The restaurant will be under the kosher supervision of Community Kashrus of Greater Philadelphia.
Because the restaurant will observe the Sabbath, Citron & Rose will avoid that sticky situation of the overpopular 7:30 table on a Saturday night. To respect the Sabbath, Citron & Rose is open for dinner Sunday through Thursday.
NoBL in Lansdowne, the ambitious Mediterranean small-plate BYOB in Lansdowne, closed last weekend after nearly five months. "It needs a reboot," said owner Steve Wagner, who also owns Sycamore a block away. He referred to the menu, which required more labor than anticipated to execute. Chef Sam Jacobson is chef at both restaurants. Wagner would not say when it would reopen but said it would be in "short order."
Totaro's to close
Andrew Totaro is ushering out an era in Conshohocken, as Totaro's - the landmark restaurant that grew out of his parents' blue-collar taproom on Hector Street - will close after New Year's Eve after more than 51 years.
Brian Pieri, who owns the StoneRose on Fayette Street in the borough, is the prospective buyer.
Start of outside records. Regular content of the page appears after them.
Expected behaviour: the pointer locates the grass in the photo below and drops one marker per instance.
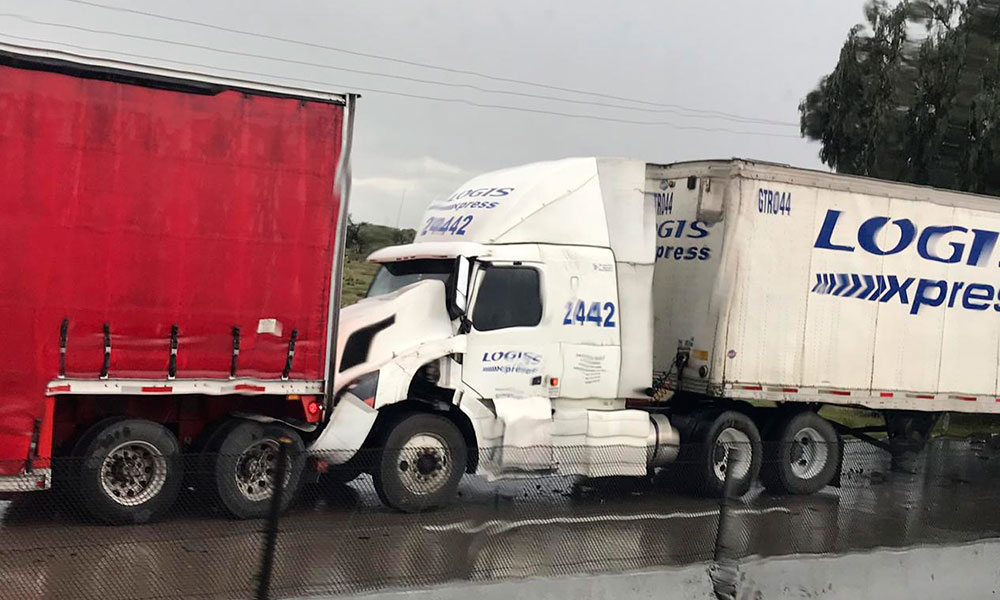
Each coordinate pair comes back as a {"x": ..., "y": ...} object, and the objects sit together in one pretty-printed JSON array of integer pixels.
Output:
[
  {"x": 358, "y": 276},
  {"x": 958, "y": 425}
]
Totaro said the sale was precipitated partly by his business partner Dan Kreglo's planned move to Florida. "I was looking for partners and I got no takers," Totaro said. Pieri "has so much enthusiasm, the likes of which I haven't seen [in the restaurant business] in years."
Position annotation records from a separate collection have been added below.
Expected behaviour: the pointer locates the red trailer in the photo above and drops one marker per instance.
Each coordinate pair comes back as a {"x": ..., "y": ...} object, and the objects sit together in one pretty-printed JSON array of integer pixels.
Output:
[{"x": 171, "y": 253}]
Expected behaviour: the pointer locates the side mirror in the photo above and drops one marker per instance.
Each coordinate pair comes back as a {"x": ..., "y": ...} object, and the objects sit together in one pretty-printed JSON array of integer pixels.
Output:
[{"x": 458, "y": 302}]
Pieri said he planned to develop a Mediterranean/pizza kitchen serving smaller plates of cooked-from-scratch pasta and pizzas from an oven to be built by an Italian craftsman. Pieri, who does not yet have a name for the new restaurant, likened the concept to Barbuzzo in Center City.
Totaro's was opened in 1961 by Vince and Yolanda Totaro as a shot-and-a-beer place. In the 1980s, it picked up a blackboard menu served in the rear dining room behind the bar, and began to find its way onto the culinary map thanks to solid word-of-mouth from Main Line patrons.
It is unrelated to Trattoria Totaro, which Andrew's brother Vincent owns nearby.
The fourth Cavanaugh's is now open in Society Hill on the former site of the Dark Horse and Dickens Inn (421 S. Second St.). Owners Patrick Pawliczek and Ken Hutchings have hired chef Ben McNamara, perhaps the best-known Dark Horse chef and an early practitioner of gastropub cuisine. (His resumé includes New Wave Cafe, St. Stephen's Green, and Philadelphia Bar & Restaurant.) Owners have introduced family-friendly deals such as the Family Roast Nights on Thursday and prime-rib nights on Friday. Hours are 2:30 p.m. to 2 a.m. Monday through Thursday, 11:30 a.m. to 2 a.m. Friday, and 9:30 a.m. to 2 a.m. weekends.
Ah, the circle of life on Head House Square: The phone is disconnected, and there's that uncomfortable lights-out look across the way at the Artful Dodger, the long-running pub.
Around the corner, another English pub is on the way - taking the building where Swanky Bubbles last was, at 10 S. Front St. Edward Strojan (a vet of Tria) of the English Gardener gift shop in Haddonfield and the British Chip Shop across Kings Highway is readying the Victoria Freehouse for a March opening.